Node:SIMD alignment and fftw_malloc, Next:, Previous:Data Alignment, Up:Data Alignment



3.1.1 SIMD alignment and fftw_malloc

SIMD, which stands for "Single Instruction Multiple Data," is a set of special operations supported by some processors to perform a single operation on several numbers (usually 2 or 4) simultaneously. SIMD floating-point instructions are available on several popular CPUs: SSE/SSE2 (single/double precision) on Pentium III/IV and higher, 3DNow! (single precision) on the AMD K7 and higher, and AltiVec (single precision) on the PowerPC G4 and higher. FFTW can be compiled to support the SIMD instructions on any of these systems.

A program linking to an FFTW library compiled with SIMD support can obtain a nonnegligible speedup for most complex and r2c/c2r transforms. In order to obtain this speedup, however, the arrays of complex (or real) data passed to FFTW must be specially aligned in memory (typically 16-byte aligned), and often this alignment is more stringent than that provided by the usual malloc (etc.) allocation routines.

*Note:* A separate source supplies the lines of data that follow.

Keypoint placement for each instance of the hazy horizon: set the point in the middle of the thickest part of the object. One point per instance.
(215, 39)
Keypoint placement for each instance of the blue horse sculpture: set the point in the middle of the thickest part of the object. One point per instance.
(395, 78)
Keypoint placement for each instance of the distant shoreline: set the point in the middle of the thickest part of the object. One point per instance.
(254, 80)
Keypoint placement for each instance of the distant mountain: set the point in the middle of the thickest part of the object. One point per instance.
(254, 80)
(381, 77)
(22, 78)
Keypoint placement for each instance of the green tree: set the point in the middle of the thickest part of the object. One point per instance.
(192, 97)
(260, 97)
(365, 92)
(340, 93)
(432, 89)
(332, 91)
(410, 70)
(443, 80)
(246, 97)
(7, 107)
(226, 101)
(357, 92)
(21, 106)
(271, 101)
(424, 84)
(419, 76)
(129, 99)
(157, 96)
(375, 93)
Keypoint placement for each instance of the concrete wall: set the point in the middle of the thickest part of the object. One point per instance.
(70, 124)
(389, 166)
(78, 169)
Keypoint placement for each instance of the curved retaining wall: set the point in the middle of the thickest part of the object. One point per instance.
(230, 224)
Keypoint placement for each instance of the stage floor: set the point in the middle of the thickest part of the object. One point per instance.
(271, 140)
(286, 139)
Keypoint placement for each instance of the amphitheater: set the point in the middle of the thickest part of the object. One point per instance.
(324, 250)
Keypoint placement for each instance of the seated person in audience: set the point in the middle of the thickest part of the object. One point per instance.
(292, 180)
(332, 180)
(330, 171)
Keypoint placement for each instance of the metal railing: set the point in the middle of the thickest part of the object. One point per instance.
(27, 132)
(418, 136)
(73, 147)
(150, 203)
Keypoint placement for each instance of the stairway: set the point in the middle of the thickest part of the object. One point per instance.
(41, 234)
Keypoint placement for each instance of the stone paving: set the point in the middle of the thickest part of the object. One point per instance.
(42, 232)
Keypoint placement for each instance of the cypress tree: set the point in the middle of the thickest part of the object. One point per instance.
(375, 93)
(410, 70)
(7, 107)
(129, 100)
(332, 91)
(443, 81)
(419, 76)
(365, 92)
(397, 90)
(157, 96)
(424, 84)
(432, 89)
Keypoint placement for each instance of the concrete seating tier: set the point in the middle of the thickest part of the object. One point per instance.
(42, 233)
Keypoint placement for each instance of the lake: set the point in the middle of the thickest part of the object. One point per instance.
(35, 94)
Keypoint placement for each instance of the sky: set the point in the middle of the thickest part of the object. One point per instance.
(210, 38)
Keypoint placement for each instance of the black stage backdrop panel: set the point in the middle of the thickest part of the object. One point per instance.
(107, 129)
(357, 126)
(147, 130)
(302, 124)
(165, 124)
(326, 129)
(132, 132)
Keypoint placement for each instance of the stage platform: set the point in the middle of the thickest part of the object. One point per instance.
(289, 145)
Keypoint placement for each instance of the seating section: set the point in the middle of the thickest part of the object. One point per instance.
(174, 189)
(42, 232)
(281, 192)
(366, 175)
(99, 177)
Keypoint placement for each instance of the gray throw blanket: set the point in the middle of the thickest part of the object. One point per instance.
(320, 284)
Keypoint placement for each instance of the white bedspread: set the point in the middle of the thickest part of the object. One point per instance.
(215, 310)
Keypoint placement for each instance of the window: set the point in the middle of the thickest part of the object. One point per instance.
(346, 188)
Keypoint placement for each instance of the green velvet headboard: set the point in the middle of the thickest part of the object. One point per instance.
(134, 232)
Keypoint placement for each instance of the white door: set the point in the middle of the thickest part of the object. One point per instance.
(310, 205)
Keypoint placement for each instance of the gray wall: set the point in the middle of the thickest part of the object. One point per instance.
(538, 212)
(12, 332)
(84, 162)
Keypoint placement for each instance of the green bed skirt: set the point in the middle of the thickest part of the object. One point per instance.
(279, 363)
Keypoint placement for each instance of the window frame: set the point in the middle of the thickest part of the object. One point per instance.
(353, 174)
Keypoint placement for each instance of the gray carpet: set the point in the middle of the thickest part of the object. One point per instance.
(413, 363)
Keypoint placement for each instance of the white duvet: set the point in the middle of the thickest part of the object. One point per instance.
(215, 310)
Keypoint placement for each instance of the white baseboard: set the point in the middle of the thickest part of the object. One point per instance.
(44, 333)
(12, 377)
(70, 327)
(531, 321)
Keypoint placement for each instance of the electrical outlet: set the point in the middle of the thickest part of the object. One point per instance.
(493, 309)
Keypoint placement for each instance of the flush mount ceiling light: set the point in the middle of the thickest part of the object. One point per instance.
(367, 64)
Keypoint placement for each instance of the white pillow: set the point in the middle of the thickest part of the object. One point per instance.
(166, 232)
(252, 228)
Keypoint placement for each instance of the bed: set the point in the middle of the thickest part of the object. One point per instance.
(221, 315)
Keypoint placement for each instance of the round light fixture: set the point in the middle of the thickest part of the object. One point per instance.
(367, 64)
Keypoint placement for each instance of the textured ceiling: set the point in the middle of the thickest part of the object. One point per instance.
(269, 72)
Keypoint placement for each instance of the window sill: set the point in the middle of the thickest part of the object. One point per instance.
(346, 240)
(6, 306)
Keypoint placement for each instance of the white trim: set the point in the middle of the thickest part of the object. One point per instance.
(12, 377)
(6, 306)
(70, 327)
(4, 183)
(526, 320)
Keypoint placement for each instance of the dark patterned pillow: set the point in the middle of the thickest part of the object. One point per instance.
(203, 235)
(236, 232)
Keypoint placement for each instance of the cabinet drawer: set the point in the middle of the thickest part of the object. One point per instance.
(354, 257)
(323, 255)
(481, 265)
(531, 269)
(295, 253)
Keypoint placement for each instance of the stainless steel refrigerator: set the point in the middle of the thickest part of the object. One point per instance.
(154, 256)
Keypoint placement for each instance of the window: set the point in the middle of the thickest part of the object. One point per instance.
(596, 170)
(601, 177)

In order to guarantee proper alignment for SIMD, therefore, in case your program is ever linked against a SIMD-using FFTW, we recommend allocating your transform data with fftw_malloc and de-allocating it with fftw_free. These have exactly the same interface and behavior as malloc/free, except that for a SIMD FFTW they ensure that the returned pointer has the necessary alignment (by calling memalign or its equivalent on your OS).

You are not required to use fftw_malloc. You can allocate your data in any way that you like, from malloc to new (in C++) to a static array declaration. If the array happens not to be properly aligned, FFTW will not use the SIMD extensions.